От её язвительной насмешливости я не знал, куда деваться, хотелось спрятать лицо под какой-нибудь собачьей шкурой.
– Ну, спрячешь ты лицо под собачьей шкурой, и что дальше? – сказала она. – В конце концов, всё равно придётся снять её. Ну, поклянёшься не снимать её, она постепенно сгниёт, рассыплется, и покажется твоя похожая на картофелину физиономия. И как мне быть тогда, скажи? – Я что-то мямлил и смотрел на неё умоляющим взглядом. Она запахнула полы халата, закинула левую ногу на правую и почти тоном приказа заявила: – Рассказывай давай свою историю.

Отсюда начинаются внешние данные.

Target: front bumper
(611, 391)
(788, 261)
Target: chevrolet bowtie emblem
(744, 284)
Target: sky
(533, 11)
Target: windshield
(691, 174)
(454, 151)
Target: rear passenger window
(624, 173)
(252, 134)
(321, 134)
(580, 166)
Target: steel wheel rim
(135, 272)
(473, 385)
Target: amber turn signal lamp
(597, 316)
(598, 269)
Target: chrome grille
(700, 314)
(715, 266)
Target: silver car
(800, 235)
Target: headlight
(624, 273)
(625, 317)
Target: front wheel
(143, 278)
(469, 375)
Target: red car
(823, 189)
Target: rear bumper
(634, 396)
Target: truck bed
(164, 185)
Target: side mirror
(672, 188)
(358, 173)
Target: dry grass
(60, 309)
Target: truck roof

Замёрзший дизель потрескивал под языками пламени от горевшей резины, и мать, не теряя времени, взялась за заводную ручку, двигатель пару раз чихнул, и из выхлопной трубы вылетел клуб чёрного дыма. Я радостно вскочил с земли, хоть и надеялся, что она никогда не заведёт его. Но не тут-то было, дизель заглох опять. Мать потянула ручку зажигания, подбросила огня и принялась яростно крутить ручку снова. Наконец двигатель взревел, как сумасшедший, мать рукой подбавила газу, маховик стремительно завертелся, вроде бы ещё не разогревшийся, но судя по тому, как сотрясался весь механизм и какой густой чёрный дым повалил из выхлопной трубы, на сей раз он и вправду завёлся. Значит, этим утром, когда капля воды превращается в лёд, мне придётся вместе с ней ехать в уездный центр по обледенелой дороге навстречу пронизывающему до костей ветру. Мать сходила в дом, надела овечий полушубок, сшитый из отдельных кусков, подпоясалась ремнём из воловьей кожи и напялила чёрную собачью ушанку. В руке она несла серое хлопчатобумажное одеяло. Всё это – и одеяло, и полушубок, и ремень, и ушанку – мы подобрали на помойке. Мать закинула одеяло в высокую кабину, на моё место – я укутывался в него от холода. Сама уселась на место водителя и велела мне открыть ворота. Они у неё получились самые внушительные во всей деревне, таких здесь сто лет не было. Две створки, обитые толстыми стальными листами в сантиметр толщиной и накрепко сваренные угловым железом, даже из пулемёта не пробьёшь. Выкрашены чёрным лаком, с двумя медными кольцами в звериной пасти. Деревенские относились к ним уважительно, а нищие обходили стороной. Я открыл материн медный замок, с усилием растворил половинки ворот, и ворвавшийся с улицы холодный ветер вмиг прохватил меня насквозь. Но я не стал размышлять по поводу холода, потому что увидел высокого мужчину, который, ведя за руку девочку лет четырёх-пяти, неспешно приближался с той стороны, откуда торговцы ведут в деревню скотину. Сердце у меня вдруг остановилось, потом бешено заколотилось, и я, ещё не разглядев как следует его лица, понял, что это вернулся отец.